Victivallis vadensis is a Gram-negative, coccus-shaped, bacteria found in the human digestive tract. It measures approximately 0.5-1.3 micrometers in diameter, is non-motile and chemoorganotrophic, and does not form spores. Victivallis vadensis is strictly anaerobic, as are 90 percent of the bacteria in the human gastrointestinal system.

History 

Victivallis vadensis was originally known as strain CelloT, as it is able to use cellobiose as a carbon source. It was later renamed for an area in the Netherlands, known as “Food Valley”, near the scientists at Wageningen University, who first identified the organism. (Victus is Latin for food; vallis is Latin for valley.)

Diversity 

Victavallis vadensis is a facultative anaerobe, like most gut microbes.
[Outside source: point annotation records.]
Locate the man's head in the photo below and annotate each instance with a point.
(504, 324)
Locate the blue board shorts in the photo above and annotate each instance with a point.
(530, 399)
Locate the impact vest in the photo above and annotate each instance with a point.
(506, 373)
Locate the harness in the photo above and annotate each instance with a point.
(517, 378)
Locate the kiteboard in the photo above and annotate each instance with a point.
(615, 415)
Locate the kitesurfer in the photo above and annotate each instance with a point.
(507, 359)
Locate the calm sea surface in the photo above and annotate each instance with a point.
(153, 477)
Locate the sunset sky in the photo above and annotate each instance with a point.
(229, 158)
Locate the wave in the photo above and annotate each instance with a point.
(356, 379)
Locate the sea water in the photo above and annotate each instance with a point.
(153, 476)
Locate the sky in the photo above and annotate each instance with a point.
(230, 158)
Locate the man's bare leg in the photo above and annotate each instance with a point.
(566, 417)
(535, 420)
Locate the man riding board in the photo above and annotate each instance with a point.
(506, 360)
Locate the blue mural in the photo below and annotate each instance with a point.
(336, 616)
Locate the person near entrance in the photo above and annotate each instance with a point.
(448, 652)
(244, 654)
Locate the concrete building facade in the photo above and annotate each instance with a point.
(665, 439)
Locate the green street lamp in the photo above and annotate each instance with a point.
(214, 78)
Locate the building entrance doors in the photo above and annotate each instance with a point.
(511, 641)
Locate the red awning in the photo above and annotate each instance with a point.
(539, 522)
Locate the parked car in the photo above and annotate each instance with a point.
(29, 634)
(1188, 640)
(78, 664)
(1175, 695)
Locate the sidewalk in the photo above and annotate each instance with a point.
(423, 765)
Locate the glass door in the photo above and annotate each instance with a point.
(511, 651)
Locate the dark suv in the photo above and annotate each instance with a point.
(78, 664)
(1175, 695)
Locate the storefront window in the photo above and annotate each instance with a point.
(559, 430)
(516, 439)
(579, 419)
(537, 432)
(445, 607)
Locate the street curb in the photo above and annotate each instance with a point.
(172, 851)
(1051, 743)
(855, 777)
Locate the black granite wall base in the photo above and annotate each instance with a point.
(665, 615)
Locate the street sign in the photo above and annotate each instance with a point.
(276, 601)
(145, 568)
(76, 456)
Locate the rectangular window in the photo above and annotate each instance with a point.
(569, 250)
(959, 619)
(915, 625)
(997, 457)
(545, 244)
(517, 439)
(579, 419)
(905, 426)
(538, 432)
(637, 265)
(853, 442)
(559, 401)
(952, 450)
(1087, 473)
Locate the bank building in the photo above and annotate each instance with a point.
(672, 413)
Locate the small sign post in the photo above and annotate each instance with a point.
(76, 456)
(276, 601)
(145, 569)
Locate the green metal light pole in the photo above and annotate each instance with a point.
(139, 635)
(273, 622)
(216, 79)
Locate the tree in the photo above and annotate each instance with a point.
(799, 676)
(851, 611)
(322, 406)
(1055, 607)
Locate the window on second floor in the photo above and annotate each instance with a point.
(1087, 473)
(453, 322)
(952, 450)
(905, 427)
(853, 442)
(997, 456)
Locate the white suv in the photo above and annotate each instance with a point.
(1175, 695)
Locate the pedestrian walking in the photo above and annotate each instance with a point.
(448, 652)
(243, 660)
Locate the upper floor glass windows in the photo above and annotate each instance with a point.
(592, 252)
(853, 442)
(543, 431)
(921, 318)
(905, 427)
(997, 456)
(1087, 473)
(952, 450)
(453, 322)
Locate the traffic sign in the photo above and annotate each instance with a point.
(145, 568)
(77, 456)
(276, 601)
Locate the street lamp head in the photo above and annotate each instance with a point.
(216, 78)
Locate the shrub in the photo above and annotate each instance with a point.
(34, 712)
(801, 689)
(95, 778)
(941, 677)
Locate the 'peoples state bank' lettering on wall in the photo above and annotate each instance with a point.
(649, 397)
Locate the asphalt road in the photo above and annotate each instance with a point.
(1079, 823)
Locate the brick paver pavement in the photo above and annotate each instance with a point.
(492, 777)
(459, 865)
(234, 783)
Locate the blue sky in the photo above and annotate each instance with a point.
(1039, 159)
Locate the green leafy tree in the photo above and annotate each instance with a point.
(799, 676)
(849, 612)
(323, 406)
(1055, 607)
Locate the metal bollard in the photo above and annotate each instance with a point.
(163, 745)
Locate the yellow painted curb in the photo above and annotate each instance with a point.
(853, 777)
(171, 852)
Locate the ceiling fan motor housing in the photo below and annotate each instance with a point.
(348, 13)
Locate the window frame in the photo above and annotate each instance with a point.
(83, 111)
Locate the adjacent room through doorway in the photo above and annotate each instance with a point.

It has only been sourced from human feces to date and is therefore known only to exist in the human gastrointestinal tract, and is currently the only organism belonging to the order Victivallales and genus Victivallis. Through 16S rRNA sequencing, it has been determined that strain CelloT forms its own cluster in the division Verrumicrobia, and two related but uncultured clones have been found that have a 94% 16S rRNA gene sequence similarity.

The Victavallis vadensis genome contains 4,577,257 bases with 3,541 protein coding sequences, of which 2,031 are functional. G-C bases make up 59.5 percent of the DNA. This bacteria is most closely related to Lentisphaera araneosa with 84.4 percent of the same 16S rRNA. These two organisms are also differentiated based on the environments in which each is found. Lentisphaera spp. are found in sea water, while V. vadensis is found in the human digestive system.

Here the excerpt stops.